O director para a Infância e Juventude da Misericórdia de Lisboa, Rui Godinho, deixa alerta: as casas para órfãos nunca foram adaptadas e precisam de técnicos.
Rui Godinho é psicólogo, com um percurso de anos no acolhimento e intervenção junto de crianças e jovens em perigo. Foi director da Casa da Alameda até 2014 e fez parte da equipa central que coordenou o Plano DOM - Desafios, Oportunidades e Mudanças criado em 2008 para capacitar as equipas e as casas de acolhimento.

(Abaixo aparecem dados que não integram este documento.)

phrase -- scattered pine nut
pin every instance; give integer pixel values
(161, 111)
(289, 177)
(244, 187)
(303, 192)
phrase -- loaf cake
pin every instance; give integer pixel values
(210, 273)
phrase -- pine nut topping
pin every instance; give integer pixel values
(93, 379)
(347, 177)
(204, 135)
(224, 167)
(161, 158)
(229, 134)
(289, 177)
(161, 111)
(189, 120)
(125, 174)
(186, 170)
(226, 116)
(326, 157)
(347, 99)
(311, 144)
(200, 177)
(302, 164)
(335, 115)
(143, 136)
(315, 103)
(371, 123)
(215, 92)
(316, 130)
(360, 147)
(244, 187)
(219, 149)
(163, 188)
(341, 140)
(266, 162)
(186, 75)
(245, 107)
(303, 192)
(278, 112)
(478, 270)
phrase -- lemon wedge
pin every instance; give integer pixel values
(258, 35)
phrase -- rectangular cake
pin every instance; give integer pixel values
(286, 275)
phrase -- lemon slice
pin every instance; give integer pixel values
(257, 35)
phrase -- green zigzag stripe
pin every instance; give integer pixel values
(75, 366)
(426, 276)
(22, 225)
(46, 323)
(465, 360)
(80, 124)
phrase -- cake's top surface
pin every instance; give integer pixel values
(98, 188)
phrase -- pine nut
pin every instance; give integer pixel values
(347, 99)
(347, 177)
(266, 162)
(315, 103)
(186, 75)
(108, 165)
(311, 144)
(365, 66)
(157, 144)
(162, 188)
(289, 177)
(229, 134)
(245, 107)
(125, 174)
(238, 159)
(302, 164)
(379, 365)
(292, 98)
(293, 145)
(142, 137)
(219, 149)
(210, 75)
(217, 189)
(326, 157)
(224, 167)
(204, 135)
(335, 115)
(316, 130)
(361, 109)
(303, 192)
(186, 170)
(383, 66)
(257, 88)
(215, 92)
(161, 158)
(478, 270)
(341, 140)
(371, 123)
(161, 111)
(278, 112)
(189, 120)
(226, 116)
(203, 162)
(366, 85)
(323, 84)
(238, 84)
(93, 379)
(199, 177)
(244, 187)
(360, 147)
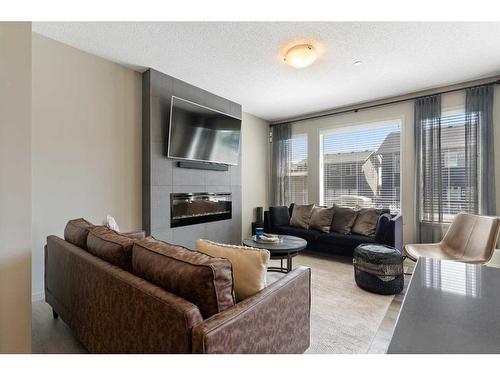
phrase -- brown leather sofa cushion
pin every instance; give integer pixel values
(199, 278)
(343, 219)
(135, 235)
(76, 232)
(366, 222)
(301, 215)
(111, 246)
(321, 219)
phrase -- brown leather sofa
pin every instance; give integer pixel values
(111, 310)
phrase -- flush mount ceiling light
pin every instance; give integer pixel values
(301, 55)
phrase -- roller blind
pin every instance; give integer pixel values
(360, 166)
(298, 169)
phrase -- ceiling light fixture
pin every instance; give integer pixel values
(301, 55)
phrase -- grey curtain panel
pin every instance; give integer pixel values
(479, 150)
(280, 164)
(428, 156)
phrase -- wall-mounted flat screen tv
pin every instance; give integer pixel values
(203, 134)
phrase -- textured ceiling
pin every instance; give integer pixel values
(242, 62)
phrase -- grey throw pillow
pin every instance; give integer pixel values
(321, 219)
(343, 219)
(366, 222)
(301, 215)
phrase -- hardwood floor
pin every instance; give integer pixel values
(51, 335)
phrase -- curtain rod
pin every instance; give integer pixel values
(333, 113)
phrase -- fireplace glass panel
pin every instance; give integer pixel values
(195, 208)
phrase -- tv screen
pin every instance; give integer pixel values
(202, 134)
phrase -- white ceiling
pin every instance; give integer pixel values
(241, 60)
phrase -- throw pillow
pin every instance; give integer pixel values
(366, 222)
(201, 279)
(301, 215)
(249, 265)
(343, 219)
(76, 232)
(111, 246)
(321, 219)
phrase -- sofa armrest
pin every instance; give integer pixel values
(275, 320)
(398, 232)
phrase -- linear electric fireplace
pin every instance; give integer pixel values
(195, 208)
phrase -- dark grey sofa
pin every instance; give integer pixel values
(388, 232)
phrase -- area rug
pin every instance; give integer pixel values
(344, 318)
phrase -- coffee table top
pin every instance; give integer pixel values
(289, 244)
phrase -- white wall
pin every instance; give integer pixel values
(15, 187)
(254, 169)
(87, 131)
(405, 113)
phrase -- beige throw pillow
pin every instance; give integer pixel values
(343, 219)
(249, 265)
(301, 215)
(321, 219)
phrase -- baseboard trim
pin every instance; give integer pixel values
(37, 297)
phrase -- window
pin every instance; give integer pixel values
(298, 169)
(348, 170)
(368, 157)
(452, 196)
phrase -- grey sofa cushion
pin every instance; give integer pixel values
(301, 215)
(76, 232)
(321, 219)
(343, 219)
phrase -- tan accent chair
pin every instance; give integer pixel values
(470, 239)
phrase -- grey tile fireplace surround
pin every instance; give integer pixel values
(162, 176)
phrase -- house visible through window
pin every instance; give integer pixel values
(452, 197)
(298, 170)
(369, 157)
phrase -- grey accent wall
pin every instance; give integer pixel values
(161, 176)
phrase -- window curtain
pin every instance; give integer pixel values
(479, 150)
(281, 164)
(429, 179)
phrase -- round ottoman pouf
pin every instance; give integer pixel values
(378, 268)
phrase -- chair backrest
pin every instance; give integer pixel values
(472, 237)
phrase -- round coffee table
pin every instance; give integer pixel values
(286, 249)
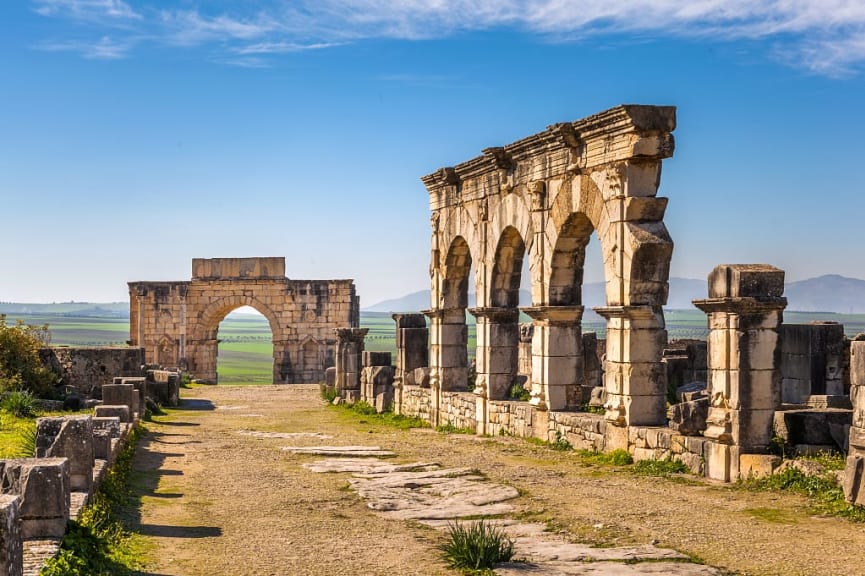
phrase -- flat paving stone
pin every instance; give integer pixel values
(257, 434)
(349, 451)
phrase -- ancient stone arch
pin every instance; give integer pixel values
(177, 322)
(541, 198)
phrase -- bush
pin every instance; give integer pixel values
(20, 403)
(477, 547)
(21, 368)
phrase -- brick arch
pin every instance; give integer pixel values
(552, 190)
(214, 312)
(189, 312)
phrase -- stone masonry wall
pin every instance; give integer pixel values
(88, 369)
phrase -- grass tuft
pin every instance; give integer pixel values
(476, 547)
(617, 457)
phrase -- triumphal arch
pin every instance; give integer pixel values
(541, 198)
(177, 322)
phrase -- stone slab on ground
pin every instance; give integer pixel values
(366, 466)
(258, 434)
(605, 569)
(347, 451)
(37, 552)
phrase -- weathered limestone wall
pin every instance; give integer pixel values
(812, 361)
(177, 322)
(854, 474)
(540, 199)
(88, 369)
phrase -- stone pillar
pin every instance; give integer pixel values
(498, 336)
(745, 309)
(11, 550)
(412, 350)
(854, 474)
(120, 395)
(634, 376)
(557, 356)
(449, 338)
(68, 437)
(812, 359)
(43, 486)
(348, 361)
(524, 362)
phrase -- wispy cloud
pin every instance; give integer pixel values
(103, 49)
(823, 36)
(96, 10)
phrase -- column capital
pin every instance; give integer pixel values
(350, 334)
(742, 305)
(637, 312)
(496, 313)
(555, 315)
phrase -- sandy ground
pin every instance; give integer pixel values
(216, 501)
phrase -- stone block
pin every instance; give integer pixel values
(746, 281)
(120, 394)
(68, 437)
(11, 550)
(121, 412)
(43, 487)
(854, 479)
(757, 465)
(689, 418)
(376, 358)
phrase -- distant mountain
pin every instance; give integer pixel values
(80, 309)
(830, 293)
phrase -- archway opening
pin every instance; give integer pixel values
(245, 349)
(577, 279)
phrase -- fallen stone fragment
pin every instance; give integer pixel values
(366, 466)
(349, 451)
(604, 569)
(258, 434)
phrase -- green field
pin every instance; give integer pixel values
(246, 350)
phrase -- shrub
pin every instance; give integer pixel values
(477, 547)
(663, 467)
(20, 403)
(21, 368)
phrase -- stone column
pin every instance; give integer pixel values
(11, 550)
(498, 337)
(634, 377)
(68, 437)
(348, 361)
(412, 350)
(556, 356)
(43, 485)
(745, 309)
(448, 353)
(854, 474)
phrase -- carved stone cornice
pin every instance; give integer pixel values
(496, 314)
(555, 315)
(742, 305)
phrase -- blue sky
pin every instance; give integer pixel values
(136, 135)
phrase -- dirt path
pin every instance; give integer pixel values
(219, 502)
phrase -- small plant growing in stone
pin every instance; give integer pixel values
(476, 546)
(20, 403)
(561, 443)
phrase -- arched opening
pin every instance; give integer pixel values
(451, 335)
(245, 351)
(498, 324)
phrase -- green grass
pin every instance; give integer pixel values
(476, 547)
(823, 492)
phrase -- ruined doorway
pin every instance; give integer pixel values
(245, 348)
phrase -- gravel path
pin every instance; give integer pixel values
(221, 496)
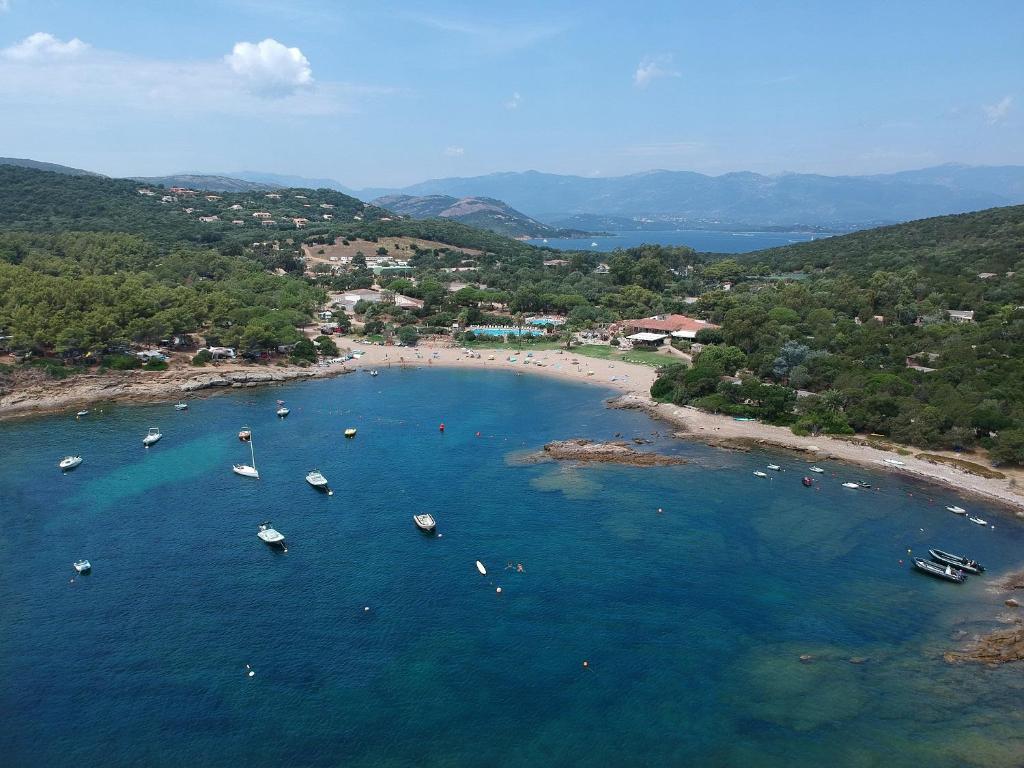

Esteve um ano no gabinete de Agostinho Branquinho, secretário de Estado da Segurança Social e Solidariedade do governo de Passos Coelho. Desde Abril de 2016, é o director para a Infância e Juventude da Santa Casa da Misericórdia de Lisboa (SCML). “Estamos numa fase de mudança muito significativa”, diz. O programa CARE - Capacitar (os técnicos), Autonomizar (os jovens), Reconfigurar (as casas) e Especializar, que está a ser lançado para a área de Lisboa, é muito semelhante ao Plano DOM, que foi concebido para todo o país mas foi interrompido em 2012. O CARE pretende mudar dinâmicas e “dotar as casas de um modelo terapêutico e efectivamente protector das crianças” em perigo.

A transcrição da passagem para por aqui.